È una strofa tratta dall’Avvelenata di Francesco Guccini che risale al 1976.
Veniamo ai giorni nostri, alla separazione delle carriere, alla campagna referendaria in corso.
Comitati per il Sì e per il NO come se piovesse.
Web, quella parte del web che conosce l’esistenza della questione (ma non necessariamente la questione), morbosamente attratto e ancora più morbosamente stimolato a intervenire con dichiarazioni definitive (ma solo per i due secondi necessari al subentro di nuove dichiarazioni ancora più definitive.
Testimonial che testimoniano (ma per lo più senza sapere bene cosa e nel dubbio alzano gli occhi al cielo in attesa di ispirazione o li abbassano sul cellulare in attesa di notizie da altri che nel frattempo alzano pure loro gli occhi al cielo o li abbassano sul cellulare).

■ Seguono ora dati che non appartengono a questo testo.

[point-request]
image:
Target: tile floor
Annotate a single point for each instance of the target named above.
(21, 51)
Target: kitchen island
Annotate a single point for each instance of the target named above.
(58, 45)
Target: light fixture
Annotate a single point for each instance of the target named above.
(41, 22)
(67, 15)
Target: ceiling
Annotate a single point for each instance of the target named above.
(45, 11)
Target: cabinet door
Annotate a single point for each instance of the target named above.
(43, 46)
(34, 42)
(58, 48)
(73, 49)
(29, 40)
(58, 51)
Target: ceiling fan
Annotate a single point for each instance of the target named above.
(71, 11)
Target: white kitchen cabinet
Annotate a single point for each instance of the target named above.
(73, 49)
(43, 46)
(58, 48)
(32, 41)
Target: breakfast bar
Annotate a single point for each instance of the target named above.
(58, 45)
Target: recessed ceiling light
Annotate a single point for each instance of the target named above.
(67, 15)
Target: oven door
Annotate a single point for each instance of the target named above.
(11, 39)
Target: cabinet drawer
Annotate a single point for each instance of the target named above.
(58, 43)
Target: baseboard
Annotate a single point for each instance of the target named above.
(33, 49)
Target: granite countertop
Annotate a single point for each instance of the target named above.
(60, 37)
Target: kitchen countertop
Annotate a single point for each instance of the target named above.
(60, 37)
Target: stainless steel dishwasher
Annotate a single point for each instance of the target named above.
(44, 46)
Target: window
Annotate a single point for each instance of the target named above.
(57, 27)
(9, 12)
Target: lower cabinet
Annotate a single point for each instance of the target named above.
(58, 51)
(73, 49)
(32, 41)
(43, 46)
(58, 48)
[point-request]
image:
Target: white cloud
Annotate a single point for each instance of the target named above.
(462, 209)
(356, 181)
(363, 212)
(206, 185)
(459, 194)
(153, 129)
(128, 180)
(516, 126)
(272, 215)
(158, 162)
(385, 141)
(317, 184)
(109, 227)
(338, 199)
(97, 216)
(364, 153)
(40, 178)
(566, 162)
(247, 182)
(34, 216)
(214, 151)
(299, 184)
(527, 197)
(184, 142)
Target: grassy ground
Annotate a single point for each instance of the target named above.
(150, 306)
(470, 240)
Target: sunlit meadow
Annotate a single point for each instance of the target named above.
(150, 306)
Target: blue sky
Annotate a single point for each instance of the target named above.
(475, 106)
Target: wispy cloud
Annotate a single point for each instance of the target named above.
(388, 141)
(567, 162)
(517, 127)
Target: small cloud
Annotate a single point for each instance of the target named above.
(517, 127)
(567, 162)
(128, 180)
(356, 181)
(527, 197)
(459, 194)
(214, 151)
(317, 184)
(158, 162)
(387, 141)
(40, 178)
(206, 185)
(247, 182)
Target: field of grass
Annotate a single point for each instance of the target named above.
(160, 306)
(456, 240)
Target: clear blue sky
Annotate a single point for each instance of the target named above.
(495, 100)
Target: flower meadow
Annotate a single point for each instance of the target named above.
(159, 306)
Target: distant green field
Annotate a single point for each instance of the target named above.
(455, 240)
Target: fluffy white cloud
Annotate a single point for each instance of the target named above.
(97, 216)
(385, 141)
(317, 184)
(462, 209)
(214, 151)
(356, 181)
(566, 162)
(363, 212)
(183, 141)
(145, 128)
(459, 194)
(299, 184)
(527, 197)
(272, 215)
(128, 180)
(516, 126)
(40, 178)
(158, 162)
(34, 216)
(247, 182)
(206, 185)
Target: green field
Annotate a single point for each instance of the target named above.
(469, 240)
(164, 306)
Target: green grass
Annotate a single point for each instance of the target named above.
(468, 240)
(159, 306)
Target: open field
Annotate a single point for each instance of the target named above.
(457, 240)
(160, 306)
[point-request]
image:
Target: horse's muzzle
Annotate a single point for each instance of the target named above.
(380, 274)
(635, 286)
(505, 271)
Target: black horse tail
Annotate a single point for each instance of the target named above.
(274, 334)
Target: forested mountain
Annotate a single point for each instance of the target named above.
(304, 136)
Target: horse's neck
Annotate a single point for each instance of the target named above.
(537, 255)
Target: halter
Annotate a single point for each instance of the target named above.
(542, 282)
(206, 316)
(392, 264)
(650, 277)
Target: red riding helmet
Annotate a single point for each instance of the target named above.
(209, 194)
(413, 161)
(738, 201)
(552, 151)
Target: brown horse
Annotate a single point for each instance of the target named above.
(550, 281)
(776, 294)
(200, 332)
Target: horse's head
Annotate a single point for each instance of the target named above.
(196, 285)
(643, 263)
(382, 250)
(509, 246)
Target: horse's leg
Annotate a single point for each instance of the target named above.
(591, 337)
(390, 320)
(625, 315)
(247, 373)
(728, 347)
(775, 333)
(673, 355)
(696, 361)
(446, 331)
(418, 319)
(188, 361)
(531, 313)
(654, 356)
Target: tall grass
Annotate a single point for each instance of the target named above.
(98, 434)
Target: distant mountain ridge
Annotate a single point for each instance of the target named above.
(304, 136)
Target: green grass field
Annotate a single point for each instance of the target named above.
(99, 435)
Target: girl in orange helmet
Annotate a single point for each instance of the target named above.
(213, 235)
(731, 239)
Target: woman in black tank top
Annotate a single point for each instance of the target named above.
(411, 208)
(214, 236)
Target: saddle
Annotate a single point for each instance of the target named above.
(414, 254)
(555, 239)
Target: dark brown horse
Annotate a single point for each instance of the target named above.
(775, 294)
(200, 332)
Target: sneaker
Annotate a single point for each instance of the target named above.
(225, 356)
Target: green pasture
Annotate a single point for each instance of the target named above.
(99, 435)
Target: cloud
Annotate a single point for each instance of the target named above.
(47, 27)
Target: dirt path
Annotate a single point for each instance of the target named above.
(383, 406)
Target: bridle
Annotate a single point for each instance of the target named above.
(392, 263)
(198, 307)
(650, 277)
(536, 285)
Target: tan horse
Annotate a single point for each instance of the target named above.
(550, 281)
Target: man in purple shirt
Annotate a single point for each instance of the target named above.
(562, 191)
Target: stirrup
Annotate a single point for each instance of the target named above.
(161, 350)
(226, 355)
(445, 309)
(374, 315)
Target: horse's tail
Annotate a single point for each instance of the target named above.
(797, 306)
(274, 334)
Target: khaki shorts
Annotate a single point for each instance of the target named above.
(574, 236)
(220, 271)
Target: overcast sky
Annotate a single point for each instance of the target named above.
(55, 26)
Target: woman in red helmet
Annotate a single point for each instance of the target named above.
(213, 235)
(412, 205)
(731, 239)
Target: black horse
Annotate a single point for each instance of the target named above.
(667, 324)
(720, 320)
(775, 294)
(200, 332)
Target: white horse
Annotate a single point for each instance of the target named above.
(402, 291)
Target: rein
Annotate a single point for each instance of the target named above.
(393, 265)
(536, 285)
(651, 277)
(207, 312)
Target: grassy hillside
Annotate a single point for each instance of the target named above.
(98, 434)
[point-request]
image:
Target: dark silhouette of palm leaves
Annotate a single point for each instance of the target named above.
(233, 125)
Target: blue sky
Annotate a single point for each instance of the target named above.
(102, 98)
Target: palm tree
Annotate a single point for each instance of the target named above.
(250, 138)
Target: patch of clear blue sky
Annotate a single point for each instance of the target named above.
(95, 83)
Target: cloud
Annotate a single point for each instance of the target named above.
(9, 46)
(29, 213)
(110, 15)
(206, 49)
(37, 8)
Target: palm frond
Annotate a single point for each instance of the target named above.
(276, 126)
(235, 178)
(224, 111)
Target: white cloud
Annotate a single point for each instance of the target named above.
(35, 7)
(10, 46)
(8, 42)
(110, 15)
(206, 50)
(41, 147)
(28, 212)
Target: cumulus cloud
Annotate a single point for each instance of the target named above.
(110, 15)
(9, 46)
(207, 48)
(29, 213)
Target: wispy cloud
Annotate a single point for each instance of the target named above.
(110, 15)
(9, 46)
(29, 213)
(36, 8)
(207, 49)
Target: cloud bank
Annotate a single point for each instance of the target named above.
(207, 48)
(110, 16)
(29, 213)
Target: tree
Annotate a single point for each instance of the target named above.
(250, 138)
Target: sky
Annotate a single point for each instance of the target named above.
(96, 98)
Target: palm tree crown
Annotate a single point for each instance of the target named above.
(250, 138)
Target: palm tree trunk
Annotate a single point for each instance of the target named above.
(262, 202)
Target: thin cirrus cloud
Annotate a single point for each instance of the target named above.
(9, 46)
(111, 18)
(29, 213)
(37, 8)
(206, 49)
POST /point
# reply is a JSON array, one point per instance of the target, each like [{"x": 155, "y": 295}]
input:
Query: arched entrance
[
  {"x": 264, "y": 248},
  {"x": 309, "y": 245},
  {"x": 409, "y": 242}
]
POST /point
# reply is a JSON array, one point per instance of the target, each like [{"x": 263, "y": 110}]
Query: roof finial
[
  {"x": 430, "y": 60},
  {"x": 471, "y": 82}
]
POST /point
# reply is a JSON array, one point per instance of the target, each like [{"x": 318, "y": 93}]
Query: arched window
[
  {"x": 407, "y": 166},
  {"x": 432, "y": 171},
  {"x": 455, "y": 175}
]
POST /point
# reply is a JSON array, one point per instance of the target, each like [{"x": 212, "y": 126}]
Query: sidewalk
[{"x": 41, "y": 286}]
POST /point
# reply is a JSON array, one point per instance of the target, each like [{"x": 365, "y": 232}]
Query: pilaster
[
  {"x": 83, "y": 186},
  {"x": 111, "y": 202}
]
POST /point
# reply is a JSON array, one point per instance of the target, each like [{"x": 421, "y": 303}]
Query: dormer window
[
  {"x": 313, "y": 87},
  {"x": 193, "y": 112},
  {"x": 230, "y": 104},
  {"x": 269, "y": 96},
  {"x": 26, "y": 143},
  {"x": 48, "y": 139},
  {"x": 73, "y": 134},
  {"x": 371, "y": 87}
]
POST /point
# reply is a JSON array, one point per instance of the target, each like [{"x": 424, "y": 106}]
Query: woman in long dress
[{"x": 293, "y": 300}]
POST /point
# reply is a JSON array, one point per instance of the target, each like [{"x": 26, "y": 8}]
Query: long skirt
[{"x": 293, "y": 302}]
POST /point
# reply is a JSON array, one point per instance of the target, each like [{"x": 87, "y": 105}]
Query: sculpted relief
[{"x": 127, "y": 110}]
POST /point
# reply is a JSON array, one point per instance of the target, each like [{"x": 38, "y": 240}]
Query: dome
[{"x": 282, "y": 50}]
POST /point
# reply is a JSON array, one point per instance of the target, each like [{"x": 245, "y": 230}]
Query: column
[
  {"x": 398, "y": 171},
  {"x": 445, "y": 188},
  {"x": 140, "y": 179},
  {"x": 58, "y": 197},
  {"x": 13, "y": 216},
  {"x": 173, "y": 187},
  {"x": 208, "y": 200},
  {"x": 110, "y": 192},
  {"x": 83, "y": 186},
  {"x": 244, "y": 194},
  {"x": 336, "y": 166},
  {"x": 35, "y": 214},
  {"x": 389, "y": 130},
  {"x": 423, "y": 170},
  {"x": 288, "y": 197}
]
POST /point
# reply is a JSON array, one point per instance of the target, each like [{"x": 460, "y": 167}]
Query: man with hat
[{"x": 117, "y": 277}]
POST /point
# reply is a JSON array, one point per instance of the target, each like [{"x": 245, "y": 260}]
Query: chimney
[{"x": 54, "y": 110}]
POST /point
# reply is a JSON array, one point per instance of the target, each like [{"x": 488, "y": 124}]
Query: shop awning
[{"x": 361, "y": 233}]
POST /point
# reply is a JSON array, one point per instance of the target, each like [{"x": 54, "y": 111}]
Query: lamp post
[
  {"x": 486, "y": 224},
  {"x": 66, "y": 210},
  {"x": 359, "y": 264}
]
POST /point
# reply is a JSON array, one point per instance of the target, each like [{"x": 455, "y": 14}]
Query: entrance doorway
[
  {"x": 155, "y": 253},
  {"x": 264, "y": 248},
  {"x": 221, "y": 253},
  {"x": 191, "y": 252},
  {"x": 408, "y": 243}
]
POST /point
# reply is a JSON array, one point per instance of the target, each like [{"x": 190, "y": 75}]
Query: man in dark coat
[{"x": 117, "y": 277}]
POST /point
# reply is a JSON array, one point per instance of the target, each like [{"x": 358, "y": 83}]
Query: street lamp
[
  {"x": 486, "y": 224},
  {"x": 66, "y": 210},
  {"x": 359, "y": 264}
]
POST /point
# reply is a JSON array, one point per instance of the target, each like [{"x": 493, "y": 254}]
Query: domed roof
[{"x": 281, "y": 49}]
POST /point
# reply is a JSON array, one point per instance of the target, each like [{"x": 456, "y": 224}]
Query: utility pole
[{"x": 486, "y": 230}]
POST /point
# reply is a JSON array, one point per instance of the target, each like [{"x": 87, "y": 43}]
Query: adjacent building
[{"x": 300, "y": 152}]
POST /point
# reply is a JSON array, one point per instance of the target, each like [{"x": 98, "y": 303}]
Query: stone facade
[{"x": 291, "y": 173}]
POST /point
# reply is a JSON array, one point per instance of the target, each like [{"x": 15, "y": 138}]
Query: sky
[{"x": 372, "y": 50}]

Richiami continui ai testi sacri (la Costituzione, certo, ma anche Wikipedia, anche il calendario di Frate Indovino, anche il catalogo IKEA).
Riesumazione del pensiero di personaggi scomparsi (ma fatta con prelievi spettrali, questa frase è bella, hai visto quant’è bella, sì me la sparo, questa no, ti ho detto di no, non insistere).
Indagini sotterranee (ma pronte all’emersione) sulle fonti di finanziamento di questo o quel gruppo.
Informazioni (se così si può dire ma è meglio non dirlo) a getto continuo, parossistiche.
I folgorati sulla via di Damasco (una vita spesa di qua, convinzioni da pensionati che si spostano di là).
I bifolgorati (partono come i folgorati, poi si folgorano di nuovo e storcono la bocca quando si accorgono che qualcuno del loro comitato dice cose non carine).
Le denunce, le querele, le deduzioni e le controdeduzioni.
Noi siamo un blog e sfortunatamente non di cucina ma di diritto.
Ci tocca dare un po’ di informazione sulla separazione delle carriere.
Ma si può almeno dire che ci siamo rotti le palle di questo show che deve andare avanti a tutti i costi e della miriade di cazzate che si leggono in giro, comprese le nostre che abbiamo ceduto alla tentazione di partecipare al grande ballo?
Sì, certo che possiamo, e infatti lo abbiamo appena detto.